Protein-Protein-Interaktion sind für das Verständnis von biologischen Prozessen auf molekulare Ebene von elementarer Bedeutung.

In diesem Kurs werden wir Protein-Protein-Interaktion sowohl in silico als auch in vitro untersuchen. Basierend auf unseren Erkenntnissen aus der strukturellen Analyse werden wir versuchen Experimente zu entwickeln diese Erkenntnisse zu untersuchen.

Das Modul besteht aus 4 praktischen Wochen.

In diesem Kurs werden wir biochemisch im Labor und zum (kleineren) Teil strukturanlytisch am Computer arbeiten.

Neben genereller Arbeit in einem S1-Labor werden wir insbesonder diese Techniken erlernen bzw. anweden:

• Ortsspezifische Mutagenese & Sequenzierung & DNA-Isolation
• Rekombinante Proteinexpression und -reinigung
• Analyse von Proteinstrukturen und deren Interpretation
• Bestimmung der Bindungsaffinität (K_D) mittels ELISA-ähnlichen Bindungsmethoden
• Bestimmung der Reaktionsgeschwindigkeitskonstanten und kinetische Analyse einer Bindung mit Bio‑Layer‑Interferometrie
• Bestimmung des Schmelzpunktes von Proteinen mittels circular dichroism
• Bestimmung der optimalen Lagerpuffer & Thermostabilität mittels Differential Scanning Fluorimetry
• Eukaryotische Zellkultur / in vitro wound healing assays

Einige werden weiter unten detailierter beschrieben.

Mittels eine ELISA-ähnlichen Bindungsassay lassen sich schnell und zuverlässig Bindungen von Protein überprüfen. Diese Assayform ist besonder gut geeinget verschieden Bindungspartner in relativ schneller Folge zu untersuchen. Er benötigt zusätzlich nur wenig experimentelle Gerätschaften und ist somit breit einsetzbar.

Mittels Modifikationen ist der ELISA Assays auch in der Lage Bindungsinhibitoren oder Proteinkonzentrationen in z.b. biologischen Proben zu bestimmen.

https://de.wikipedia.org/wiki/Enzyme-linked_Immunosorbent_Assay

In der Bio-layer interferometry (BLItz) kann eine zeitliche Auflösung des Binde- (k_on)und Ablösevorganges (k_off) gemessen werden.
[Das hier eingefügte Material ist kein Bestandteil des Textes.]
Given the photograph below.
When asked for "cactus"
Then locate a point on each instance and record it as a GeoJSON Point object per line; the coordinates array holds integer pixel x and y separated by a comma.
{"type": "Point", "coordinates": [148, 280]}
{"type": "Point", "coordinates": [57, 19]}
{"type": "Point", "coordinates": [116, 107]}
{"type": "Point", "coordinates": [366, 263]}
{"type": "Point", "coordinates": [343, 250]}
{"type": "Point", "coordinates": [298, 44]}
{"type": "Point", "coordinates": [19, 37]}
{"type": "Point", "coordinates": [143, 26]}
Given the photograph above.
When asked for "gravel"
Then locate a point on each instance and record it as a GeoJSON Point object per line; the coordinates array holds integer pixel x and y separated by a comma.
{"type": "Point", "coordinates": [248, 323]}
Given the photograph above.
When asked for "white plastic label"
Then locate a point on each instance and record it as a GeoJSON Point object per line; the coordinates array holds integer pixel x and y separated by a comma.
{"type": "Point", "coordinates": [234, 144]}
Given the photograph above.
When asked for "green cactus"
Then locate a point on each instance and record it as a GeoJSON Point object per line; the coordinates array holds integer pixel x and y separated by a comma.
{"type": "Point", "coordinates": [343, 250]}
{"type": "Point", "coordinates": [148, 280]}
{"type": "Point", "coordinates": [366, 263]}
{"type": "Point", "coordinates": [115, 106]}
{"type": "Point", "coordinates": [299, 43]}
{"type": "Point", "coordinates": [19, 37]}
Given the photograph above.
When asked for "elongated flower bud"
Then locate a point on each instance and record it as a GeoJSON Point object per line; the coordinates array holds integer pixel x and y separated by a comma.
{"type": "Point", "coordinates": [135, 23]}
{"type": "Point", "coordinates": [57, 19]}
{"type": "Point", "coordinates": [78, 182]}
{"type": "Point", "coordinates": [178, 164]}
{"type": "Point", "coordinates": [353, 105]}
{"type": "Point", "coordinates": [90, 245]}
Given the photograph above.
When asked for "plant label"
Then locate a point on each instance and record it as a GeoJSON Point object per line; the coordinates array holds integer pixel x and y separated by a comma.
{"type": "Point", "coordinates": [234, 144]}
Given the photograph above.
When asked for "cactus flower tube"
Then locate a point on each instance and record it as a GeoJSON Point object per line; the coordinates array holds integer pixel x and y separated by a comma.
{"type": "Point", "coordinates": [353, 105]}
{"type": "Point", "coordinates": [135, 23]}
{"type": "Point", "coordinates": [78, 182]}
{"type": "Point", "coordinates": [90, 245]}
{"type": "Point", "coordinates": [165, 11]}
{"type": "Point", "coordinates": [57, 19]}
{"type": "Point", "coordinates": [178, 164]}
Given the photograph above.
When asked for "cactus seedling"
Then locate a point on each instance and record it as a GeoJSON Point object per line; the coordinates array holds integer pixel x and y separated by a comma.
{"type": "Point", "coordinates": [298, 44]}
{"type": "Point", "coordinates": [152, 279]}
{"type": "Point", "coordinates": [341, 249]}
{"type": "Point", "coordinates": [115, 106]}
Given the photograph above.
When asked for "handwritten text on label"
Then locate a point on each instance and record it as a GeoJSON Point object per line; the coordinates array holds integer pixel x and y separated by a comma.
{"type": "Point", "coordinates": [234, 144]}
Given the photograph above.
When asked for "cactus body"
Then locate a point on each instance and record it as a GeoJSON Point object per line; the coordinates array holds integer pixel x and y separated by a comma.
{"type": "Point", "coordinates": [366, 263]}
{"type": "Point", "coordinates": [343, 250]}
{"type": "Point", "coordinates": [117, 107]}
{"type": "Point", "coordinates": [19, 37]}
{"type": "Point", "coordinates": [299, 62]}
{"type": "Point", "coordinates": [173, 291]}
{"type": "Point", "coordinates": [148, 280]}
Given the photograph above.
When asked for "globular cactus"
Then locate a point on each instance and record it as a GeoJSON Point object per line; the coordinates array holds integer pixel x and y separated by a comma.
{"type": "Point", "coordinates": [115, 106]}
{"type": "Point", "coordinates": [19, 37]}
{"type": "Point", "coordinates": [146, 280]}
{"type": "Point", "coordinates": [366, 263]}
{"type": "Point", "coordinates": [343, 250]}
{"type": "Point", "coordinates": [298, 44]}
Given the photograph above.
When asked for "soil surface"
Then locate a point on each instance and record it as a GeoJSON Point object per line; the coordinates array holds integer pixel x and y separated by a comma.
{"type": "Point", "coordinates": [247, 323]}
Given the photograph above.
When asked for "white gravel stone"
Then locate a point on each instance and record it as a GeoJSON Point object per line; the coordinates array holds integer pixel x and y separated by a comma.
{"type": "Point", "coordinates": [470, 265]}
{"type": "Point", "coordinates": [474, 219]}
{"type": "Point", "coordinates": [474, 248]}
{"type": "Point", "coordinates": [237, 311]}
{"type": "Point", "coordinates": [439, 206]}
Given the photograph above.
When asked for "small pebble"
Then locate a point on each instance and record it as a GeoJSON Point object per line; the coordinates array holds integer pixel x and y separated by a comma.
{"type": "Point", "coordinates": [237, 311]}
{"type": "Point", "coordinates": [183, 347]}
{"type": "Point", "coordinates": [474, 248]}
Dies vermitteln einen besseren Eindruck vom eigentlich physikalischen Vorgang der Bindung und ermöglicht die Unterscheideung von "schnellen" und "langsamen" Bindern. Während die Technik mit der entrsprechenden technischen Ausstattung und Automation auch relative viele Proben verarbeiten können, werden wir uns im Praktikum auf einzelne Messungen beschränken müssen. 

https://de.wikipedia.org/wiki/Bio-Layer-Interferometrie

Die Überprüfung von Theorie zu Protein-Protein-Bindungsstellen werden regelmäßig ortspezifische Mutagenesen durchgeführt. In diesem Kurs werden wir die gängiste Mutagenese-Methode nach dem "Quikchange(TM)"-Protokoll durchführen. Mit etwa experimentellem Glück, werden wir diese selbst-entworfenen mutierten Proteine in unseren Bindungsstudien testen können.

https://en.wikipedia.org/wiki/Site-directed_mutagenesis#Whole_plasmid_mutagenesis

Die Struktur eines Proteins definiert sein Funktion und die Strukturuntersuchung von Protein-Komplexen ist grundlegend für das Verständniss von biologischen Vorgängen. Wir werden den Umgang mit Strukturen und Strukturkomplexen lernen und versuchen zu verstehen was einen Proteinkomplex zusammenhält. Idealerweise können wir darauf Hypothesen erstellen die wir mittels eines Mutageneseexperiments untersuchen.

Zellkulturtechniken sind ein wichtiger Bestandteil der Biochemie. Ob "lediglich" zur Produktion von Protein, zur Analyse zellbiologische Vorgänge oder Simulation ganzer Organe ist das Arbeit unter sterilen Bedingungen mit eukaryotischer Zellkultur von großer Bedeutung.

Wir werden einen einfachen Assays aus der Dermatologie (Wound-Healing-Assay) verwenden, um die Funktion unseres rekombinant hergestellten Proteins zu überprüfen. Im besten Falle, können wir auch die selbst-generierte Mutation auf Ihre Aktivität testen. Neben dem Assay werden wir grundlegende Techniken in der Zellkultur (steriles Arbeiten, Zellen zählen, Zellen passagieren) kennenlernen.